Hijaab Hizbullah, a human rights lawyer in Sri Lanka was arrested in April last year under the Prevention of Terrorism Act. He was kept behind bars for six months without a trial. Similarly, on May 16, 2020, the Srilankan police arrested Ahnaf Jaseem on the charge of promoting “religious extremism” based on his poetry collection. Ahnaf is still languishing without trial in jail. Article 9 of the UDHR says “no one shall be subjected to arbitrary arrest, detention or exile.”
In March 2021, the government passed an order under the Prevention of Terrorism Act, according to which a person can be detained for two years without trial for disturbing “ religious, racial or communal harmony”.
Recently, the International Court of Justice criticised this Act on the ground that it is used by the government to target human right activists and is not aligned with fundamental human right principles including rights under the Constitution of Sri Lanka. The ICJ has appealed to the government to stop arresting people under this draconian law.
The condition of the Tamils is also disturbing. The PTA Act was recently used to arrest the Mayor of Jaffna on alleged charges of ‘promoting the ideology of LTTE.” The destruction of the Mullivaikal Monument, dedicated to Tamils who lost their lives during the last phase of the Sri Lankan Civil War, clearly violated UNESCO’s Declaration on Cultural Diversity, which is essentially about maintaining distinct cultural identities.
Tamils had felt a sense of optimism after the decision of the Supreme Court of Sri Lanka in Chandrasoma vs Senathirajah, which defined the concept of “Internal Self Determination”. Article 1(1) of the International Covenant on Economic, Social and Cultural Rights states that “All peoples have the right of self -determination. By virtue of that right they freely determine their political status and freely pursue their economic, social and cultural development.”
There is a clear difference between internal and external self-determination. Generally, the former means the achievement of political, economic and socio-cultural rights within the country whereas the latter is about complete independence, and includes secession.
The Supreme Court relied on the judgement of the Supreme Court of Canada in Reference re Secession of Quebec, where it said, “People are expected to achieve self-determination within the framework of their existing state.” However, the arrest of Jaffna’s Mayor and other events have aroused fears of persecution among the Tamils, as was common under Gotabaya Rajpaksha’s brother, Mahinda.
Last year, the Sri Lankan Parliament amended the Constitution (20th Amendment) giving the President more powers.

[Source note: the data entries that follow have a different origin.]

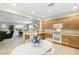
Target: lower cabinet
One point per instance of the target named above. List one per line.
(65, 40)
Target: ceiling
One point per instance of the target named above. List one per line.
(34, 10)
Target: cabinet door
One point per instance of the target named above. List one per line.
(47, 24)
(65, 40)
(59, 21)
(70, 22)
(77, 22)
(74, 41)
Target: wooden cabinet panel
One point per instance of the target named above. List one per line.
(69, 22)
(77, 22)
(74, 41)
(48, 24)
(65, 39)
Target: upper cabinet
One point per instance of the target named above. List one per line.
(77, 22)
(69, 22)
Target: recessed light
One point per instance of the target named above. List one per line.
(14, 4)
(75, 7)
(50, 4)
(43, 16)
(33, 12)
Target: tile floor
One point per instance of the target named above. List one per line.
(8, 45)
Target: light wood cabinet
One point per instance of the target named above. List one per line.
(74, 41)
(69, 22)
(65, 39)
(77, 22)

This move serves as a serious setback to the 19th Constitutional Amendment, which had given independent institutions such as the Election Commission more power and made the Executive more accountable.
The 20th Amendment has expanded several powers, such as dissolving Parliament after one year to make the President immune from charges filed against him, even if it goes against the fundamental rights. The growing power of the President is concerning to various minority groups of Sri Lanka and impedes the conciliation process.

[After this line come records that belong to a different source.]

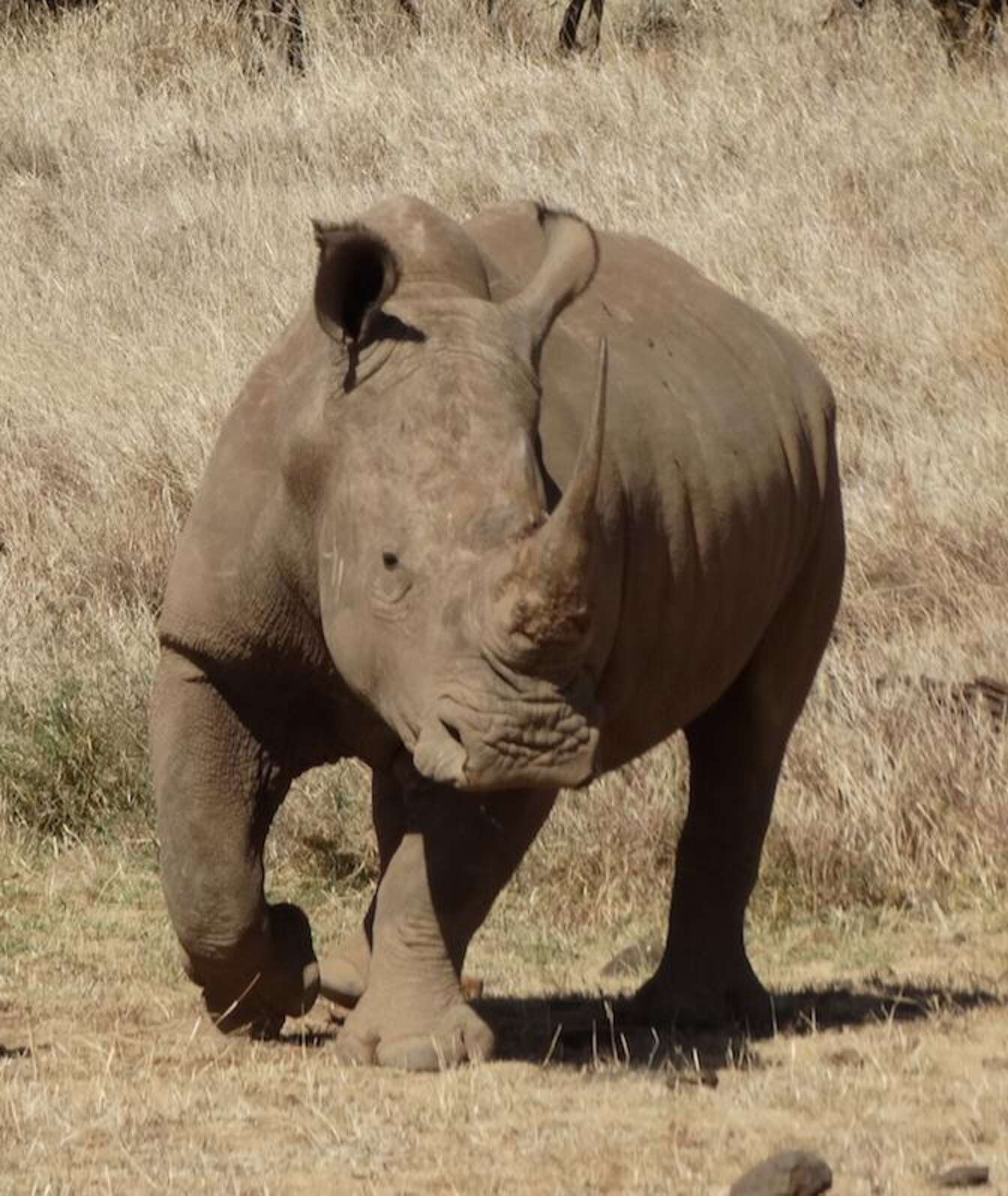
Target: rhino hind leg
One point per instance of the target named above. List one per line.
(344, 970)
(736, 750)
(454, 857)
(217, 791)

Pluralism is the Strength of a Democracy
For the successful growth of a country, the participation of all the sections of society is essential. Franklin D Roosevelt once remarked, “No democracy can long survive which does not accept as fundamental to its very existence the recognition of the rights of minorities.”
The Tamils, Muslims and Christians are close to twenty-five percent of the population of Sri Lanka. It is time the international community steps in and raises its voice to protect the rights of the numerous minorities of the country.
(Priyansh Bharadwaj and Siddharth Chaturvedi are first-year students at the Dharmashastra National Law University. The views are personal.)